This week, Aging Wisely’s Linda Chamberlain and Sue Talbott spoke at the Tampa Bay Financial Planners’ annual symposium. Their topic was “Effects of the Affordable Care Act on Special Needs Trusts”. For our readers who might personally be helping a special needs family member and professional advisors, we’ll share an overview of the topic and get in to some detail about resources to evaluate options.
Aging Wisely does not provide legal advice, such as when a special needs trust should be used or help in drafting one. However, we do provide a number of services related to special needs care and assistance for Special Needs trustees. We work closely with elder law attorneys who specialize in advising on these issues, and can make a referral if you need advice or assistance. This information is provided for educational purposes, and not as advice for your specific situation.
What is a Special Needs Trust (SNT) and why is one used?
In simple terms, a special needs trust allows funds to be used for the benefit of the person with special needs while preserving public benefits (such as SSI and Medicaid). Some of the situations where a special needs trust may be used include when a relative would like to leave an inheritance for a special needs child or when a disabled person receives an insurance or personal injury settlement.
Though a Special Needs Trust sometimes protects income benefits (such as SSI), it is typically the public medical benefits that are the most essential protected benefits. Even a person who receives or has a large sum of money may be uninsurable in the current healthcare landscape and quickly run through funds with high medical bills.
NAMI (National Alliance on Mental Illness) provides a good overview of the statute, types of Special Needs Trusts and purposes.
There are two basic types of Special Needs Trusts:
Self-settled (1st party) are established with funds belonging to the beneficiary; these trusts require a payback provision (in other words, the costs of benefits provided by the state must be paid back to the state upon the beneficiary’s death before any residual beneficiaries can receive remaining funds).
3rd party trusts can be set up by anyone (without a financial obligation to support the beneficiary) with funds that do not belong to the beneficiary; third party trusts do not require a payback provision.
How does the Affordable Care Act (aka Obamacare) potentially change the need for a Special Needs Trust?
- Previously uninsurable clients may now be able to get private medical insurance (due to ACA provisions eliminating pre-existing conditions and state health insurance exchanges).
- Some clients become disabled but already have private insurance. However, they max out their policy’s lifetime benefits and thus need public benefits. Under ACA, lifetime benefits and some other restrictions will also be eliminated, which may allow private insurance to now meet these individuals’ medical needs.
- The payback provision if a 1st party trust: what if the private healthcare costs would be less than what the trust will owe back to the state?
- Access and quality: under private insurance, the person may have access to more providers and specialists, potentially better care options.

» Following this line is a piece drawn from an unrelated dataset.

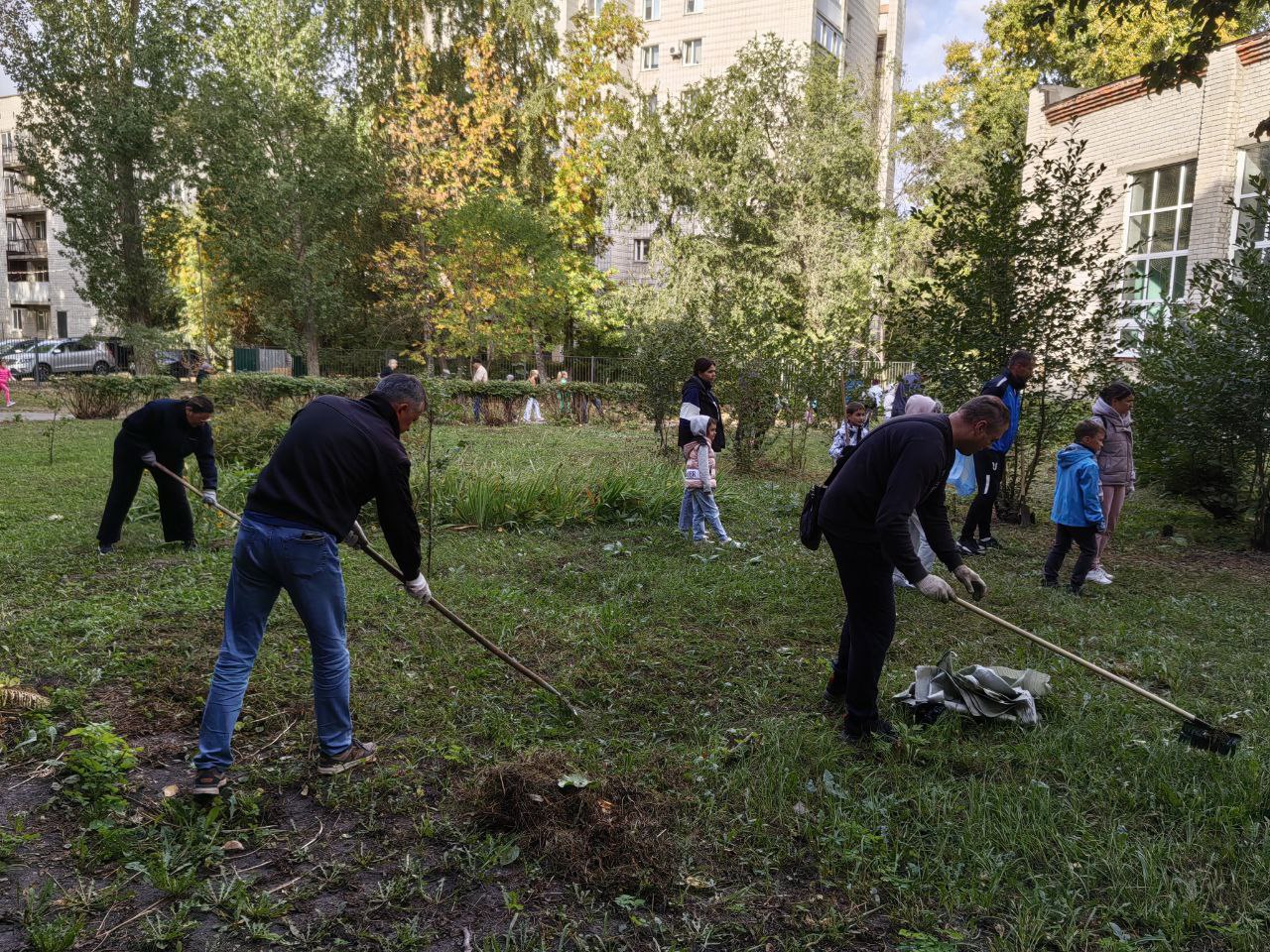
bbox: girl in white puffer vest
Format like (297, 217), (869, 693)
(684, 416), (739, 547)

- There are costs (set up and administration) to the Special Needs Trust and it puts some potential restrictions on the freedom of the beneficiary as to how the money is spent.
- Non-medical benefits that the person might be eligible for: under public benefits, the person might be eligible for residential services (Assisted Living, Nursing Home care), adult day care services, in-home/community based or managed care Medicaid…all of which are not part of traditional private healthcare and not added under the Affordable Care Act.
- Overall costs and benefits: compare all potential costs and consider future projections.
- Management: trusts can offer some level of protection for the beneficiary and help managing funds.
- Currently, and especially as the landscape becomes more complicated, understanding the beneficiary’s needs and costs is key.
- Understanding what benefits the person gets or could be eligible for, and future projections for a true apples to apples comparison.
- Documenting the decision process(es) will be vital, especially as residual beneficiaries are impacted.
Good special needs financial advice and ongoing management can only be done with a clear picture. A care manager can help professional advisors and families with things like:
- Assessment and budget: understanding of the programs and benefits that can meet the person’s needs and what their restrictions are (do they require a SNT?).
- Disbursements/management: evaluating the needs, most effective spending with balance on restrictiveness and desires of the individual.
- Changes: increased life expectancies with many disabilities and new options and programs may call for reevaluation.